-67章-
水龍の名の下に静まれ激流




 王子と王がルイナのほうを見つめている。その状況が、ミレドにとって一番恐れていたことだ。
 ウォータン王はもとから好色だが予想できていたことであった。だが、その息子のゼイル王子は親と違ってしっかりとした者なのだが、一度はまり込むと抜け出せない性格なのだ。そんな二人が、ルイナに見惚れている。
「(さ、最悪だ……)」
 この状況を考えると、嫌でも次のセリフが想像できてしまう。
「初めまして。私の名前はゼイル=ヴァート=フィル=ウォータン。ウォータン国の王子です」
 などと礼儀正しい自己紹介を始めたゼイル王子を、ウォータン王は感心したように見ていた。どうやら、息子自身から行動に出ることがあまりなかったのだろう。
「ルイナと、申し、ます」
 一礼しただけだったが、その仕草だけでも王と王子、二人の好感を急上昇させたようだ。
「ルイナさんですか。素晴らしい名前ですね」
 王子の一言一言が、ミレドの不安心感を募らせて行く。
「いきなりで申し訳無いのですが、この国に――いえ、この城に住んでみたいとは思いませんか? その……私の、妻として」
「(いきなり何言ってやがるんだこのバカ王子は――!?)」
 いきなり言うことはエードも同じだったのだが、その辺りのことはさすがのミレドも知ってはいなかった。もし知っていたのならば、ゼイル王子とエードの行動があまりにも似ていることに気付いただろう。
「……」
 無言で立ち尽くすルイナ。同じくミレド。同じくゼイル王子。そして座っているウォータン王。いきなりの告白現場に興奮している王の周りの美女多数。
 沈黙がこの場を支配した。
 ミレドが何かを言おうと口を開けたが、結局何も言えずにまた口を閉ざして黙り込んでしまう。
「いえ、別に無条件でというわけではありません」
 最初に沈黙を破ったのはゼイル王子だった。さすがに親とは違って条件のようなものを出すつもりらしい。その辺り、ウォータン王やエードとは全く違う。
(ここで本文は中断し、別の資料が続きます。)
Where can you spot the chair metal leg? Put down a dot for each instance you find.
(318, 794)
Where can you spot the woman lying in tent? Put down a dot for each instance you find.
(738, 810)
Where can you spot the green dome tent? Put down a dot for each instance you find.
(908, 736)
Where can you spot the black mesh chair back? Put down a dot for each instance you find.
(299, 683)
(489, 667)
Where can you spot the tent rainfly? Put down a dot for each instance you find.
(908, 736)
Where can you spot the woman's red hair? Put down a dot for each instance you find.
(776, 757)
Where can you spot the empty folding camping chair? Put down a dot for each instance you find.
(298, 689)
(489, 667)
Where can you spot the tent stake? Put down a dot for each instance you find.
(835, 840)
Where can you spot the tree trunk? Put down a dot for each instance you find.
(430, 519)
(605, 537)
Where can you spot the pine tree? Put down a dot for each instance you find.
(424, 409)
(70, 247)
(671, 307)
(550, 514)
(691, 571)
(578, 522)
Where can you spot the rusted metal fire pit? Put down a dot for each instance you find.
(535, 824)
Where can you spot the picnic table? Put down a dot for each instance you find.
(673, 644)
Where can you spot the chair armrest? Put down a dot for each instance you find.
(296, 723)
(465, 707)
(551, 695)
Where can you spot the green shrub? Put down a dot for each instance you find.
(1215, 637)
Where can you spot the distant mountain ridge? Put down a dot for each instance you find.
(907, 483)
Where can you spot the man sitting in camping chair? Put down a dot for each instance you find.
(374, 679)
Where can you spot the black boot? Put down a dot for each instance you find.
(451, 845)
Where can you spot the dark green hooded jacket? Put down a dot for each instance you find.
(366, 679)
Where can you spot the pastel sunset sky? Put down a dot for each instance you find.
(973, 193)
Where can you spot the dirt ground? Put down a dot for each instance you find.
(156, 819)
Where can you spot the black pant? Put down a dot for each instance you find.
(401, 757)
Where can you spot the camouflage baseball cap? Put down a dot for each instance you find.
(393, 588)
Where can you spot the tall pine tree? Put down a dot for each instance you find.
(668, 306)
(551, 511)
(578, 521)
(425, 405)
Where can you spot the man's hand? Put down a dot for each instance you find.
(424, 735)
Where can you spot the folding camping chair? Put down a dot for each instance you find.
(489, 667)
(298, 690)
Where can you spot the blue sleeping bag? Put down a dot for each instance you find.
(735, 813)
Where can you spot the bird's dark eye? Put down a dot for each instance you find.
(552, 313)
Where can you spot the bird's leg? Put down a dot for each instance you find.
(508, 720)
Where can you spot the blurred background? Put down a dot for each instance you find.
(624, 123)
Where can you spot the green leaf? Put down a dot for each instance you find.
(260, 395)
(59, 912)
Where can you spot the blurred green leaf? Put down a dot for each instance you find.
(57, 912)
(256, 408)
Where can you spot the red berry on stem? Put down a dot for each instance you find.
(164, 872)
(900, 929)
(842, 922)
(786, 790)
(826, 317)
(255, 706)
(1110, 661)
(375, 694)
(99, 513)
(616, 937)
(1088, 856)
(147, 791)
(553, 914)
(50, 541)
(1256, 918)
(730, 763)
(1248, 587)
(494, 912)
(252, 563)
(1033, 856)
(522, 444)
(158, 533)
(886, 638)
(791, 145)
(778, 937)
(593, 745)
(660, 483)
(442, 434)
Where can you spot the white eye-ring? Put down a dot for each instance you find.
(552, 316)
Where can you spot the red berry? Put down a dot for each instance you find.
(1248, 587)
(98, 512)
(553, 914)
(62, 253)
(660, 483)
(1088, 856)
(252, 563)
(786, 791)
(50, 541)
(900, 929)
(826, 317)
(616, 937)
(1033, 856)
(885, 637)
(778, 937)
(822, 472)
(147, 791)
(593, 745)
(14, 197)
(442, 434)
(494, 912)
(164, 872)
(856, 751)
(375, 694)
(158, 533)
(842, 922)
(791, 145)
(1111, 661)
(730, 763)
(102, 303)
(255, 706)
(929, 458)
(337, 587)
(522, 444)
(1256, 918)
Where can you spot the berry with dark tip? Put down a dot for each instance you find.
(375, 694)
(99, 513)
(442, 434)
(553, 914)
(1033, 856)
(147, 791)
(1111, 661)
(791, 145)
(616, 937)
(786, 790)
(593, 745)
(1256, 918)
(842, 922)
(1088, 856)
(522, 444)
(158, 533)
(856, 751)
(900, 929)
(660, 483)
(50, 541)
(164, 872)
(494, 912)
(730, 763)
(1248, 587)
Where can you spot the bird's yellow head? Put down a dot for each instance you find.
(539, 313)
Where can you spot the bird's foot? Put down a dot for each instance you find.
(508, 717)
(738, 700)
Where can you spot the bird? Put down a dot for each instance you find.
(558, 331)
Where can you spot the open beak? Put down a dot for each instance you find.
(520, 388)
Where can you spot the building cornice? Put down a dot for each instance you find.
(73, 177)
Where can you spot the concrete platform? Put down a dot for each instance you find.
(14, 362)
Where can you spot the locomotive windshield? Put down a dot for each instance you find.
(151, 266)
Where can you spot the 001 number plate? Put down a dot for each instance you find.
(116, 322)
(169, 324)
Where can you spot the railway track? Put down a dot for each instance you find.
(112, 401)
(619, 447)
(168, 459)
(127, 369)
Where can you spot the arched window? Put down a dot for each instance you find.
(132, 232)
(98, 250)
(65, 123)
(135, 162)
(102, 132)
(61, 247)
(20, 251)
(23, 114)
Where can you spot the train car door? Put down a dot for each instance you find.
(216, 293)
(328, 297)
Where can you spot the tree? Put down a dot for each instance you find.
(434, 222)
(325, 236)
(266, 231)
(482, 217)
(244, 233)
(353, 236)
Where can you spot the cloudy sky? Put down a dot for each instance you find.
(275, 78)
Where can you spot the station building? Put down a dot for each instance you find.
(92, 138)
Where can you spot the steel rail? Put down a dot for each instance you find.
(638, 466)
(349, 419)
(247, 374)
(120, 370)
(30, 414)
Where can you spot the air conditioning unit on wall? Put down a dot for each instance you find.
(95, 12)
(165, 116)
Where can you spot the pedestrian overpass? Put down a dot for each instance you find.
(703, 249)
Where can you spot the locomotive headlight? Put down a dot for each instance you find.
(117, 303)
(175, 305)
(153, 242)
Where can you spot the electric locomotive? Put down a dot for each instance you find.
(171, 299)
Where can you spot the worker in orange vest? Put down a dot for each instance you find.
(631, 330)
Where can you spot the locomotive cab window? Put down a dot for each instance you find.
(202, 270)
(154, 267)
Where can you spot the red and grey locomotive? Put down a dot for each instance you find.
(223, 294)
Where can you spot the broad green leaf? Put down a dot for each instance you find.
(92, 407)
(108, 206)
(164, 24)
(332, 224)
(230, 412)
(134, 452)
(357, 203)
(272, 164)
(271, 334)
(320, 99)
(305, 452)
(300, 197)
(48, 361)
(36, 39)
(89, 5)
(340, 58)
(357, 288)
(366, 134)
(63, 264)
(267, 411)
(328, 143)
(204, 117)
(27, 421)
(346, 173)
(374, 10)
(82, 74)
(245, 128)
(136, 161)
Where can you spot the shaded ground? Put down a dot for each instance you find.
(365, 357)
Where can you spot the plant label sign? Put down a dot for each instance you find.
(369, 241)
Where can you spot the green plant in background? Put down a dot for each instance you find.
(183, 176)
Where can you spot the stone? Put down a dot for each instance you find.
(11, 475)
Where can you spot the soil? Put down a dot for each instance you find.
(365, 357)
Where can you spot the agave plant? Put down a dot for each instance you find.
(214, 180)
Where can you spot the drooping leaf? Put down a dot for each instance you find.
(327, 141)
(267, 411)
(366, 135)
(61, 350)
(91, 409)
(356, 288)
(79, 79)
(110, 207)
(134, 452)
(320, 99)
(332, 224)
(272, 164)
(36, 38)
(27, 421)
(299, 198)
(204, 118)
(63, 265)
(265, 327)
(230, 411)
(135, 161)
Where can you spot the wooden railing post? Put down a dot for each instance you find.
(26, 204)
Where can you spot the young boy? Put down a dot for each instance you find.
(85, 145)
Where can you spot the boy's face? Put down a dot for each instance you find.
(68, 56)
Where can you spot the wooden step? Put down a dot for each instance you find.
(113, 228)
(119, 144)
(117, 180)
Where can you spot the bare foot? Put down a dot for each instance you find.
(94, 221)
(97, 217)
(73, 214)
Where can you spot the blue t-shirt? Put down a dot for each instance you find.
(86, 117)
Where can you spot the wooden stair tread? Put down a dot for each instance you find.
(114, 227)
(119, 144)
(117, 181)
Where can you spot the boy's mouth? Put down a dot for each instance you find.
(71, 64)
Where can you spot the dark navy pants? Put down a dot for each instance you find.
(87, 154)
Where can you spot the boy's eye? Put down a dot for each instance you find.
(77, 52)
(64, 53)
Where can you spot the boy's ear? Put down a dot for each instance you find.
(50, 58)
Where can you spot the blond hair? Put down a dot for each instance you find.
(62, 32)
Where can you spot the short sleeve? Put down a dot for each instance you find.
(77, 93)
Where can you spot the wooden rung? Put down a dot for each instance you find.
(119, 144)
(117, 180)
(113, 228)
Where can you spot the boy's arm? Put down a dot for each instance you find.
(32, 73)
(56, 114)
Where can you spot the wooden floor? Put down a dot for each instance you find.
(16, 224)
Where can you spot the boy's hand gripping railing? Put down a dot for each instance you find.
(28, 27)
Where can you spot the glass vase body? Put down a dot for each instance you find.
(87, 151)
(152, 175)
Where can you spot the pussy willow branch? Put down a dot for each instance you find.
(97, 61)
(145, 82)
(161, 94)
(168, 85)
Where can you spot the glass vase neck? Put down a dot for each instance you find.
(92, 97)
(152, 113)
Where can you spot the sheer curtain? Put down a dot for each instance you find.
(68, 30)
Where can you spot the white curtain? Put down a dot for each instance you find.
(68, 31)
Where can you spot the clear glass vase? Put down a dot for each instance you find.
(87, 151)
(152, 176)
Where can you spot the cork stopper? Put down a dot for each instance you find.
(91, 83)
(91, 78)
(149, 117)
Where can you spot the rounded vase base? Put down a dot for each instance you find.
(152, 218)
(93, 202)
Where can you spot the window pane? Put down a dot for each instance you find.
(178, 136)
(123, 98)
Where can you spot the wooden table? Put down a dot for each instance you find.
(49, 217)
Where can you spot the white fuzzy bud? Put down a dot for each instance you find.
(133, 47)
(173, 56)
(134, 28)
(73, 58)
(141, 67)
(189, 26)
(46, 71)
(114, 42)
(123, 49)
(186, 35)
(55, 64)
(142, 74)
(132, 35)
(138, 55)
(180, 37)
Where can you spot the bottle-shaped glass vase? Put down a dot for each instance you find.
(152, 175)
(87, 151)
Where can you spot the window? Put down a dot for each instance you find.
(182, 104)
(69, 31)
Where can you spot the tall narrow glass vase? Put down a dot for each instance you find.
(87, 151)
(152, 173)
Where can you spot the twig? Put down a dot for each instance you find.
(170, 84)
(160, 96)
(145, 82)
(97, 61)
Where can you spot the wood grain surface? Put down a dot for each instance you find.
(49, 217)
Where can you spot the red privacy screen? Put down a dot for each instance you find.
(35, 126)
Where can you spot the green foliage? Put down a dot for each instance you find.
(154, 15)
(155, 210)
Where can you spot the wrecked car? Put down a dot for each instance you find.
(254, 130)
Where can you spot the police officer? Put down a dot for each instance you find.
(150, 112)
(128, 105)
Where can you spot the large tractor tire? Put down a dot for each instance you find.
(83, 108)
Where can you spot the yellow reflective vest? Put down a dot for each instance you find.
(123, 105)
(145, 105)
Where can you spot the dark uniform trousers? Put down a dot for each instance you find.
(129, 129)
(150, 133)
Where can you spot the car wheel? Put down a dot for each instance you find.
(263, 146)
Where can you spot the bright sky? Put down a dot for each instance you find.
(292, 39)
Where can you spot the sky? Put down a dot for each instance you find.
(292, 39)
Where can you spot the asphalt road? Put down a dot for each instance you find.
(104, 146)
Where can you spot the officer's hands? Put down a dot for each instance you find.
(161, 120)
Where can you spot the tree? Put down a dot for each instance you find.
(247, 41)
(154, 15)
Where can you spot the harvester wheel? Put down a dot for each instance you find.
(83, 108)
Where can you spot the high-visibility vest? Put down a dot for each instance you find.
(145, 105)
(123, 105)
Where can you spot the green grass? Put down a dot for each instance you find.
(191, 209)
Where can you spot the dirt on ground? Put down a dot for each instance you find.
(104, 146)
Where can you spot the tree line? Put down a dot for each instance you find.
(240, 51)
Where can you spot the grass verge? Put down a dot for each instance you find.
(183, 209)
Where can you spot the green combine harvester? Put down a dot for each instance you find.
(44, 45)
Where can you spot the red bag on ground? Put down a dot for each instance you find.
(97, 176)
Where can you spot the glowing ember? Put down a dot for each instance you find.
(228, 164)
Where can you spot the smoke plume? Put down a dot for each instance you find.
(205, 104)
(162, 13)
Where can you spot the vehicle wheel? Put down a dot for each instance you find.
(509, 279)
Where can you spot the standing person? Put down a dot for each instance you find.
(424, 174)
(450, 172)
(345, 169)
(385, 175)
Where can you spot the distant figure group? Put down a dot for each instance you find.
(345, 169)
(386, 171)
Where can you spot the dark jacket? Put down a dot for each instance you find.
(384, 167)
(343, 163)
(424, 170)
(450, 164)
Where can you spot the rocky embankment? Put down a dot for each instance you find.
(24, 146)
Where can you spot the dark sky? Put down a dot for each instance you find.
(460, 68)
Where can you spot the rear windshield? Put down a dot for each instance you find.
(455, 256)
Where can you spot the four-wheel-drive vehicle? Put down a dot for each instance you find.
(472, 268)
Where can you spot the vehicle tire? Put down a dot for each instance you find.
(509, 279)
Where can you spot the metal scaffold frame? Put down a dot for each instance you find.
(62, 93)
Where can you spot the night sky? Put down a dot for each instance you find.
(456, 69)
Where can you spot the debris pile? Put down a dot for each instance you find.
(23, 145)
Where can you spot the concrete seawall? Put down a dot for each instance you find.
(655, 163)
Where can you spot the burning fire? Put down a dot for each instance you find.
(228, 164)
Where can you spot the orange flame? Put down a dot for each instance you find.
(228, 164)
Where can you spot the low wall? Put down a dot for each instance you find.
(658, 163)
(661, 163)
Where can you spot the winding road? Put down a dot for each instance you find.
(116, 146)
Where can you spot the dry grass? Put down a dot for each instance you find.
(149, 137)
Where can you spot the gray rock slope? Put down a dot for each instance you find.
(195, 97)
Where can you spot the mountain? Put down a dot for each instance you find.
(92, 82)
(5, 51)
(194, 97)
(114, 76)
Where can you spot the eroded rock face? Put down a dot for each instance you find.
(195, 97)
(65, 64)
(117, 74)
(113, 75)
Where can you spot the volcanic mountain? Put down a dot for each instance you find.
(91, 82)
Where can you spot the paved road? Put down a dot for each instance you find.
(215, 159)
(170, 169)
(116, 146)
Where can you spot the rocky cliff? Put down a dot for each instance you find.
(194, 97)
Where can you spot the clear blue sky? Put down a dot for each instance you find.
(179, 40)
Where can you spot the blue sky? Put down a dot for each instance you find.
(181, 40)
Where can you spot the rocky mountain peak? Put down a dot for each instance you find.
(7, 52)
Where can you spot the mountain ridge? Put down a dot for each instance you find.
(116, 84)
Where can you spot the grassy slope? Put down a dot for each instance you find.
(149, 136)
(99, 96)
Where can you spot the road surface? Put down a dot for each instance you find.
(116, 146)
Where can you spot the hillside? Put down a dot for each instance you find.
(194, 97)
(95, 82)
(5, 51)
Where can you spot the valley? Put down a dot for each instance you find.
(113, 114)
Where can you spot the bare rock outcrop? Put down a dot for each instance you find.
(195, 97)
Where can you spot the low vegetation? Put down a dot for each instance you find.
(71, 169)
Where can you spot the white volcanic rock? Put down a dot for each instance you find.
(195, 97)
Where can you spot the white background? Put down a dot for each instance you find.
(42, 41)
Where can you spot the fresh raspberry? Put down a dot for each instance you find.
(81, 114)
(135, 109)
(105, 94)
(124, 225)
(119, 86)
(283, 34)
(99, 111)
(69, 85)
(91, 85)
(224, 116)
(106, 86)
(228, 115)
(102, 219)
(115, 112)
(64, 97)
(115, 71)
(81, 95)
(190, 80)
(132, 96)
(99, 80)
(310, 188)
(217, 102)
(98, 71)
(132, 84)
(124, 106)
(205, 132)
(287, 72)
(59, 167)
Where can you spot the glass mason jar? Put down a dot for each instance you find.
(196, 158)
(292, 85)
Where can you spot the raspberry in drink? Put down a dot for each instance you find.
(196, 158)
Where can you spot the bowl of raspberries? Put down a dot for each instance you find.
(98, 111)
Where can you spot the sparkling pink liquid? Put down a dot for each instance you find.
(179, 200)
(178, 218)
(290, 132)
 だが、水の精霊の伝承を教えるから妻になれと言われたらもう終わりだ。その言葉には、妻にならなければ水の精霊の伝承は教えない、という意味も含まれているからだ。
 幸い、ゼイル王子はそのような無茶な要求は出さなかった。
「見たところ、あなたは冒険者らしい。冒険者は女性といえども強者揃いと聞いています。なので私と勝負し、私が勝ったら貴女は私の妻になる。如何ですか?」
 自信ありげに出した条件は、ただの一対一での勝負だ。最初に一撃を入れたほうの勝ちの、一発勝負。ルイナがそれなりに戦えると知ってのことか、それとも自分の剣の腕に自信があるのか。どちらにしろ、ルイナが勝てばミレドの心配はなくなる。
「貴女が勝てば水の精霊の伝承もお教えしましょう」
 悪くない条件だ。ミレドは胸中でそのような判断を下す。見る限りルイナが負けるとは思えないので、なんとかなるかもしれない。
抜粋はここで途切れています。